In a position that serves at the pleasure of the president, Kasle explained that the University’s change in leadership in 2007 had a direct impact on her role as marshal.
“When President Trachtenberg was in office, the Office of University Events put on 70 events a year and I participated in about 35. That’s a lot of events,” Kasle said. “When President [Steven] Knapp came into office, the number of events that I was required to do basically got cut in half.”
Kasle, who has studied the roots of the 900-year-old role, said the broad purview of GW’s marshal post stands in contrast to its incarnation at most other universities.
At Johns Hopkins University – where Knapp served as provost before coming to GW – the task of holding the ceremonial mace at convocation lay in his hands.
“I recall [Knapp] saying that to me and the minute he said that, I thought ‘game over,’ ” Kasle said. “When you sit by the computer and wait for an e-mail to come, when it finally comes it’s not a shock.”
Knapp recalled that the marshal for commencement at Johns Hopkins was a faculty member chosen each year from one of the university’s schools.

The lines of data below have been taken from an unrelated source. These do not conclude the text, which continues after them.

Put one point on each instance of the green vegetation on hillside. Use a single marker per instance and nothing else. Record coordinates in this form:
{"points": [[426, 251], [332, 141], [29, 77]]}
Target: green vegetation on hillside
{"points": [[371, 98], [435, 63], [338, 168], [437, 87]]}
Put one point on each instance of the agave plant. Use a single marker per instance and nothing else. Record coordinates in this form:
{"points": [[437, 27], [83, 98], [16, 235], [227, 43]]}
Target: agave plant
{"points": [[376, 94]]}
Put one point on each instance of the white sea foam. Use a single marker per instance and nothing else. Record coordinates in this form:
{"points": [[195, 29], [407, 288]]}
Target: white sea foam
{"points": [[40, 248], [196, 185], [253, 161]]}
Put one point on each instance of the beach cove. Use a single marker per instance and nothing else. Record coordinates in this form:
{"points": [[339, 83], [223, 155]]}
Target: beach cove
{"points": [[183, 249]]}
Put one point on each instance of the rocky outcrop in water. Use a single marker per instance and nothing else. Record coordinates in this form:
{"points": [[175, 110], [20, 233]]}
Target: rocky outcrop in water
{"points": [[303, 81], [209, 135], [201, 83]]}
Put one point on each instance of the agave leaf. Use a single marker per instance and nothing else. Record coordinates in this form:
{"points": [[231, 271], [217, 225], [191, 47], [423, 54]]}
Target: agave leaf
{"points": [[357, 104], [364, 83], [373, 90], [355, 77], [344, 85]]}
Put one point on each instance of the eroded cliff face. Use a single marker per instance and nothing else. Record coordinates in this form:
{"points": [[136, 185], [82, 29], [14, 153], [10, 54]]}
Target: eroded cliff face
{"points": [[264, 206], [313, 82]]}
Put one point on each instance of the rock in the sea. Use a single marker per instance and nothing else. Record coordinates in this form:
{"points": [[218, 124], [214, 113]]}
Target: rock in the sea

“Professor Kasle has served the University ably, both as a teacher and as University marshal, for many years,” Knapp said. “She has presided over countless ceremonies with dignity, wit and warmth.”
Trachtenberg, who came to GW six years after Kasle joined the faculty as an associate research professor and who continues to work down the hall from her in the Trachtenberg School of Public Policy and Public Administration, said Kasle seems reluctant to step down.
“She was crazy about her job [as marshal]. It meant a lot to her,” he said. “It complemented her other academic activities and she liked it because it gave her a full agenda.”
Besides teaching three courses per semester, Kasle writes in the field of telecommunication studies, advises undergraduate mock trial teams at GW and volunteers at the National Gallery of Art on weekends. With more free time now, Kasle expects her spring semester to focus less on the buildup to graduation and more on students.
“I came here to be a professor and I just love teaching,” she said. “My students are a riot. They really are.”
For future University events, the role of marshal will be split among various faculty and administrators.
“One of the things that people don’t realize is how much a graduation means to a university and what it says about a university,” Kasle said. “And ours always said a lot.”